The party is held in the house of a man named Pablo (Alfredo Casero) because of his birthday. Although Emilia enjoys the party, Diego is shocked and uneasy with everybody's promiscuity and leaves early with her. She then begins to be more open about their sexuality and wants to talk about her fantasies with Diego. Richard, Betina and Emilia insist on swapping partners until Diego agrees. The two couples have dinner and have sex despite Diego's refusal at the beginning. The following morning Emilia cries and tells Diego that she thinks that they "did wrong", but that she feels no regret.

A few months later, Diego and Emilia are used to the swinging lifestyle and are comfortable with it. In Lucas' birthday party, Betina tells Emilia that she thinks Richard is cheating on her and becomes emotionally unstable the following days. It is revealed that Emilia and Richard have been meeting secretly, and one night Emilia tells him she has fallen in love with him and the swinging must end.

One night, Betina violently enters Diego and Emilia's house because she finds out about the affair and the two couples discuss. Diego decides not to be partners with Richard anymore, quitting his job at the hospital. He decides to separate and leaves the house. Meanwhile, Richard apologizes to Betina and begs her to get back together, but she refuses.

Two years later, the two couples, who are back together, coincidentally meet in the cinema. Betina is nearly eight months pregnant and Richard expresses his desire to be friends again with them. They respectfully greet each other and go to see the films.

==Cast==
- Adrián Suar as Diego
- Carla Peterson as Betina
- Julieta Díaz as Emilia
- Juan Minujín as Richard
- Alfredo Casero as Pablo
- Tomás Wicz as Lucas
- Micaela Cuccaresi as China

==Reception==
The film received mixed to positive reviews. Most critics praised the performance of the cast. Debate has centered on the conservatism of the ending, while the film was publicized as transgressive.
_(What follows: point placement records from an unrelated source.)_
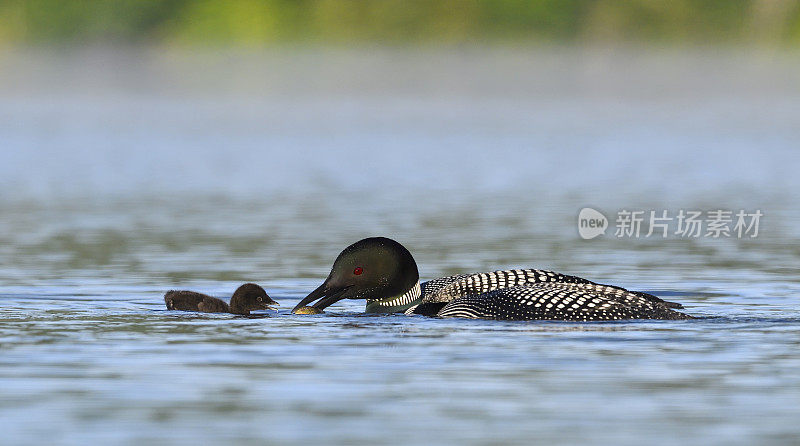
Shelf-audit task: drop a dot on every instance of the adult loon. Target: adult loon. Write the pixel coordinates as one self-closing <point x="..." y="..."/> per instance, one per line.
<point x="383" y="272"/>
<point x="246" y="298"/>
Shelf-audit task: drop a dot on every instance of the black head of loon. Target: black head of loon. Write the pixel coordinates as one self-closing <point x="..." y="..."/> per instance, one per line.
<point x="377" y="269"/>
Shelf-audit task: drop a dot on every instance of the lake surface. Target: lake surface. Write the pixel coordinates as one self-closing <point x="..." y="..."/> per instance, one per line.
<point x="126" y="173"/>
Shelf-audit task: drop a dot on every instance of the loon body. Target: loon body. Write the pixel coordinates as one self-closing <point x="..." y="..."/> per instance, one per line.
<point x="248" y="297"/>
<point x="383" y="272"/>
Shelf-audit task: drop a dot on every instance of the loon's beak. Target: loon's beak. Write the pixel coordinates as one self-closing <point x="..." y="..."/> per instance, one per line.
<point x="326" y="294"/>
<point x="270" y="304"/>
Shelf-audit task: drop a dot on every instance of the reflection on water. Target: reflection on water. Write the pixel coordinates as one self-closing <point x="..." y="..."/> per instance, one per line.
<point x="125" y="175"/>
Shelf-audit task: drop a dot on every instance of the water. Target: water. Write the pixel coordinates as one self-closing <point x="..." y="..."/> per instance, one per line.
<point x="128" y="173"/>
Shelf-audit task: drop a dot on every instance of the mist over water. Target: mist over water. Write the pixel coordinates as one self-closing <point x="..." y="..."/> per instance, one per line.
<point x="126" y="172"/>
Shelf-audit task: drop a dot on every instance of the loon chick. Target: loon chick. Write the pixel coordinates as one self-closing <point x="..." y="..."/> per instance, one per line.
<point x="247" y="298"/>
<point x="383" y="272"/>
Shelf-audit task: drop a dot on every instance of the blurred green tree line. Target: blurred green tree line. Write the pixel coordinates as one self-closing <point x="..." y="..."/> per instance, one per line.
<point x="259" y="22"/>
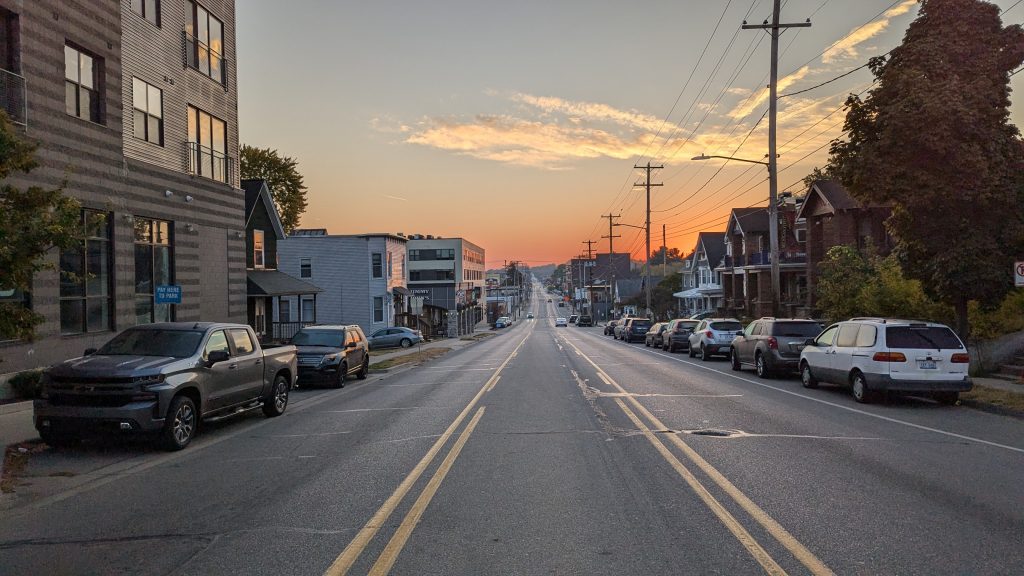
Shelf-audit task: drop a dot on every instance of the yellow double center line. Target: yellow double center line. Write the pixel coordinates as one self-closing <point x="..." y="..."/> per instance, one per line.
<point x="770" y="525"/>
<point x="384" y="563"/>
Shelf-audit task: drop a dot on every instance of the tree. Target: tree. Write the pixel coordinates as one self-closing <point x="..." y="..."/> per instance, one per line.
<point x="32" y="221"/>
<point x="283" y="177"/>
<point x="933" y="140"/>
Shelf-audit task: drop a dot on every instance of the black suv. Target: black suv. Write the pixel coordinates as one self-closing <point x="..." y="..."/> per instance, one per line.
<point x="635" y="329"/>
<point x="331" y="354"/>
<point x="772" y="345"/>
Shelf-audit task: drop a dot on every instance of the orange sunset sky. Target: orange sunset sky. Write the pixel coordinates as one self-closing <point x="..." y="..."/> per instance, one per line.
<point x="517" y="124"/>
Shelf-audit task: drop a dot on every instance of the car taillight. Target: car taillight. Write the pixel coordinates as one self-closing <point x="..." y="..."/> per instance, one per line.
<point x="889" y="357"/>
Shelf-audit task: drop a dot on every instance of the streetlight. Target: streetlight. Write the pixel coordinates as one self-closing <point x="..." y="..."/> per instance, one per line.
<point x="772" y="225"/>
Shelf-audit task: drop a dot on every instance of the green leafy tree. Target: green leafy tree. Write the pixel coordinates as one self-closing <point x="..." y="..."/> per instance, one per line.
<point x="933" y="140"/>
<point x="33" y="221"/>
<point x="283" y="177"/>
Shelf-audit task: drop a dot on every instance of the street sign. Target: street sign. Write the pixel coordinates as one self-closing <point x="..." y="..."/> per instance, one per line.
<point x="168" y="294"/>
Catalina Dlugi of Todo Noticias called the film "spicy and funny". La Prensas Isabel Croce highlighted Julieta Díaz's performance and described the film as "a good comedy starring an attractive foursome". La Capital called Alfredo Casero's role "noteworthy" and wrote "it is a movie with risky events and direct, crude language, but fails to exceed the occurrence of Un novio para mi mujer. La Voz del Interior considered "one of the successes of 2+2 is the choice of the cast" and that it has "very funny moments, risky and very well done erotic scenes, tense situations that give nuance to the story." Página/12s Horacio Bernades described the film as "not only very worthy, technically flawless and very enjoyable, but unusually accomplished and provocative, for the needy Argentine film industry standards."

Julio Nakamurakare of the Buenos Aires Herald called 2+2 "so predictable and narrow-minded as to negate what's been previously proclaimed out loud as a war cry." Javier Porta Fouz of HiperCrítico panned Iván Wyszogrod's musicalization of the film, and described the film as "condescending, awkward, scrawny, besieged by its 'concept of selling'." Función Agotadas Nicolás Viademonte particularly criticized the ending, writing "[Kaplan] gets to throw away in 20 minutes what had been built with very good pulse in 80" and that the last thirty minutes of the movie "lacked the 'revolutionary', fresh, youthful spirit that carried in its starting time."